В Париже живут его родители, которых он не видел двенадцать лет. В октябре он
пишет Цветаевой. Ему плохо.
"Это"
продолжалось около пяти месяцев…"
"Это", взятое в кавычки, означает,
что… "не видав своих стариков двенадцать лет, я проехал, не повидав их. Вернувшись,
я отказался поехать к Горькому, у
которого гостили Роллан с Майей (жена – Майя Кудашева), несмотря на их
настояния… Непонимание, естественно, я встретил и со стороны родителей: они моим не
приездом потрясены, и перестали писать
мне… "
Марина
жестко его отчитала и чуть не порвала с ним всяческие отношения. Он жаловался:
ни одной здоровой ночи.
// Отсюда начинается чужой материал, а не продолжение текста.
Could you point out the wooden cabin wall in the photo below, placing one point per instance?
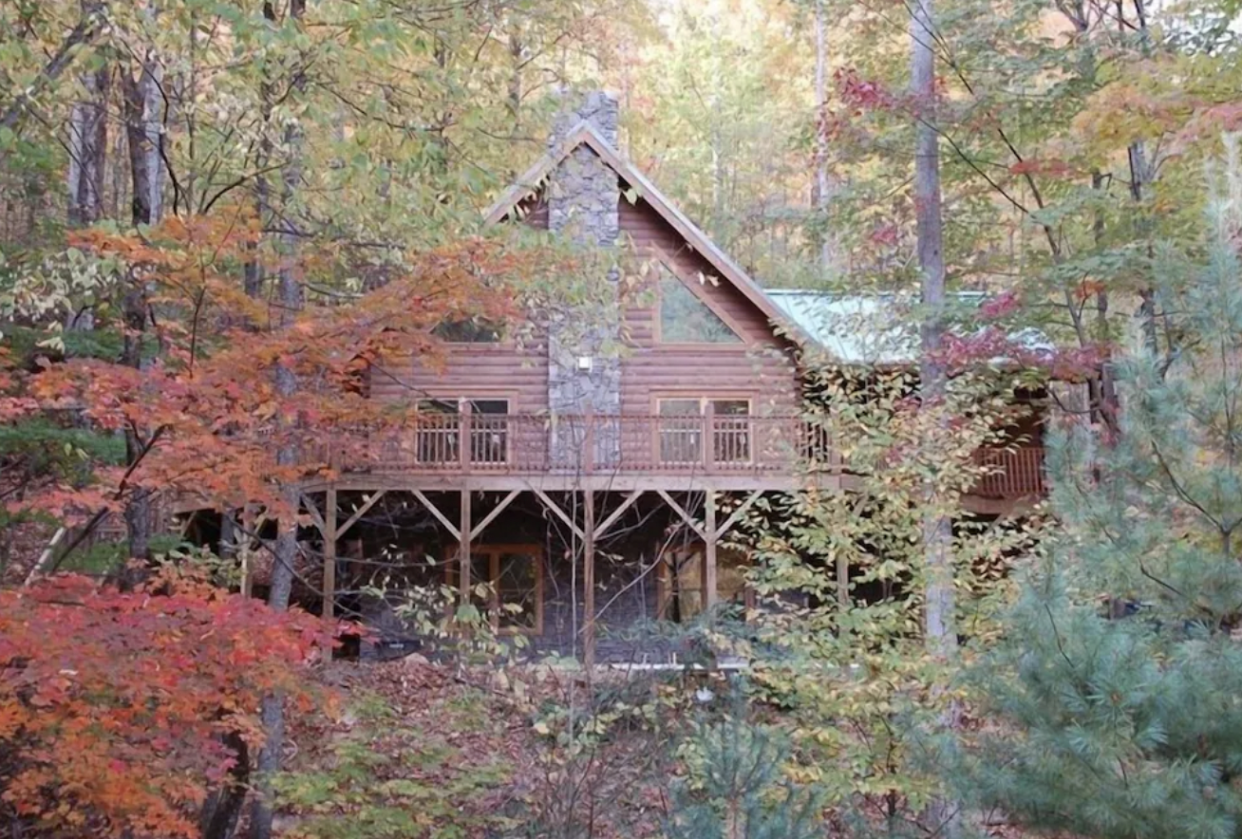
(506, 370)
(759, 367)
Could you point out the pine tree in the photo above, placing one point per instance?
(1115, 694)
(737, 787)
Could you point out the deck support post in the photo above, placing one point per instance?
(244, 554)
(329, 554)
(709, 536)
(463, 547)
(589, 580)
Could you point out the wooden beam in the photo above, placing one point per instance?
(440, 516)
(328, 528)
(249, 526)
(360, 511)
(463, 549)
(686, 516)
(709, 536)
(737, 514)
(589, 580)
(399, 479)
(491, 516)
(560, 514)
(617, 513)
(314, 511)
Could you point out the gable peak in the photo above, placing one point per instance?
(596, 108)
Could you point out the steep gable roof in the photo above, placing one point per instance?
(585, 134)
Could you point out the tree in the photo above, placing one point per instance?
(1120, 715)
(119, 711)
(837, 641)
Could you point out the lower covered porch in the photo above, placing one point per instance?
(583, 574)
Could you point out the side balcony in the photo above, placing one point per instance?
(535, 446)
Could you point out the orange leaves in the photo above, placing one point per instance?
(112, 704)
(211, 387)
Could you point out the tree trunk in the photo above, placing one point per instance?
(144, 165)
(822, 184)
(940, 631)
(88, 149)
(222, 808)
(140, 97)
(930, 251)
(286, 547)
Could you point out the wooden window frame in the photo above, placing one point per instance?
(665, 582)
(493, 574)
(694, 287)
(703, 399)
(506, 340)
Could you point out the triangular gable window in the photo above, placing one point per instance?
(686, 319)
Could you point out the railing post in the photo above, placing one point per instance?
(589, 443)
(708, 435)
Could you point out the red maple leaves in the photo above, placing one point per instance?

Одолела бессонница. Он все не мог забыть, как ходил
взад-вперед по соседним от родителей парижским улицам, но так и не решился
зайти к ним.
Все же, в
Москве, в июле 1941 года, он тщетно
уговаривал ее не эвакуироваться в
Елабугу, предчувствуя плохой конец. Вместе с молодым поэтом Виктором Боковым,
он провожал ее до Северного речного вокзала, умоляя, не уезжать. Он признавался
дочери Марины Ариадне Эфрон:"Я для вас писал "1905 год", а для
мамы – "Лейтенант Шмидт". Больше в жизни это уже никогда не
повторялось".
Парадоксально
отношение к иудаизму, Священному Писанию, русской Марины Цветаевой и еврея
Бориса Пастернака. У нее, в "Поэме конца" – "Луна огромная –
Соломонова ". В отличие от него, которому его еврейство было в тягость,
Цветаевой свойственна чисто еврейская жажда – пострадать, видеть нечто
возвышенное, высший смысл души – в страдании и унижении, на которые обречен
гений.
Сэр Исайя
Берлин, всемирно известный философ, историк, дипломат, родился в Риге и в
одиннадцатилетнем возрасте уехал с родителями в Англию. В 1945 году он приехал
в Питер в качестве сотрудника
британского посольства. Познакомился с Анной Ахматовой. И с тех пор это
знакомство обросло всяческими легендами. Тут подсуетился "партийный
интеллектуал" Андрей Жданов, гордый авторством постановления о журналах
"Звезда" и "Ленинград".
Ахматову он называл "полу-монахиней – полу-блудницей".
"Интеллектуал" был еще и знатным блюдолизом в компании колченогого
корифея, который, услышав от очередного услужливого осведомителя
"на полусогнутых" о встрече Анны
Ахматовой с Берлиным, воспользовался подсказкой Жданова. С присущей ему
грубостью, вождь, с привлечением нецензурных оборотов речи, выразился так"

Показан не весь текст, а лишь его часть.